There are also several ways to combine melee and magic to various degrees including multi-classing into classic builds. This gets back to too many different people have too many different ideas on what that class would look like.
I do think the artificer should be added to the PHB, however; and the eldritch knight could stand some improvements. But adding another class or radically altering a class doesn't have a good reason to do so.
I mean 5e has an arcane half caster with an identity. It's called the artificer.
And (at least initially) it's not making the jump to 1dnd. We don't even know if it will ever get ported across.
We know from the comments given in the UA's mentioning the artificer that the devs are aware of the artificer. The class is more likely to have at least some information (such as a side bar on how to adapt it) than to have nothing because of those mentions.
Though I've never thought of the Bard as arcane (more occult), I totally think it should be a half caster.
It seems like they forgot the entire 'jack of all trades' thing and turned it into a wizard with a guitar.
Why do you think bards should be a half-caster? We've already learned the community response to bard spell casting early in 3.0 and still in 3.5 with improvements when that version of bard massively outclassed rangers and paladins in magical capabilities. Especially 3.5 with the improvements to bard songs.
I disagree with how you interpret a "jack-of-all-trades". The concept needs to be adequately skilled in each of those areas to be worth playing instead of restricted in all areas to the point no one wants to play one. 5e did a great job by giving other arcane spellcasters benefits to improve their spellcasting. That results in being a decent spell-caster but no where near the benefits of metamagic or invocations. Definitely not the arcane recovery, spell list access, ritual mechanics, spell mastery, or signature spells that wizards enjoy.
A bad caster is not a jack-of-all-trades. It's just a bad caster. The full caster bard that lacks those other enhancements that improve spell casting keeps them relying on skill benefits and inspiration while being subpar compared to other full spellcasters.
People always propose to diminish the bard by demoting them back to half-caster, but never propose what the other half gets to be. Half casters need something to make up for a disappointing spell progression.
Bards were never half-casters. They were full-casters who weren't as fleshed out as other full-casters.
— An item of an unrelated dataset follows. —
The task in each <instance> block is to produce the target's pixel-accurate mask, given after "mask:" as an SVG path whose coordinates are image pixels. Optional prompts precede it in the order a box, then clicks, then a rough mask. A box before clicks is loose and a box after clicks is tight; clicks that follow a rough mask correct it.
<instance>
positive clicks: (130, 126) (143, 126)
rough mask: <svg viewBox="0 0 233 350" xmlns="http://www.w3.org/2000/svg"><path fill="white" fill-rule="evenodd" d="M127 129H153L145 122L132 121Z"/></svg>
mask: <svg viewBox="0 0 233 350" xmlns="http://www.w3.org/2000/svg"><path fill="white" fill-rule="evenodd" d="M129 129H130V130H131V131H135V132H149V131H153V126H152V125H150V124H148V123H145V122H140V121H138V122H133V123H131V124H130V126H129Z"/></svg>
In 2e and 3.x caster level mattered. Bards progressed in caster level correctly for a full-caster. Compared to paladins and rangers who gained spells far slower with even lower spell access and with caster level restrictions bards didn't have. 4e used the powers structure (arcane source) so weren't restricted and 5e they continued to use the full structure.
In 2e, the XP advancement tables and bonus XP rules had bards at a higher caster level than other magic-users so they had significant advantages as a full spellcaster. In 3.x the magical songs and variant spell levels still gave bards near full spellcaster magic even before the PrC's that added more.
Looking at bards when clerics and druids also didn't cast 9th level spells and then comparing them to paladins and rangers as half-casters doesn't stand up to critical reasoning. Even calling them 2/3's casters is looking at 3e but ignoring other editions, ignoring the magical song contributions, ignoring the caster level rules, ignoring the spells that varied with spell level based on class, and ignoring PrC's that improved spellcasting for bards further.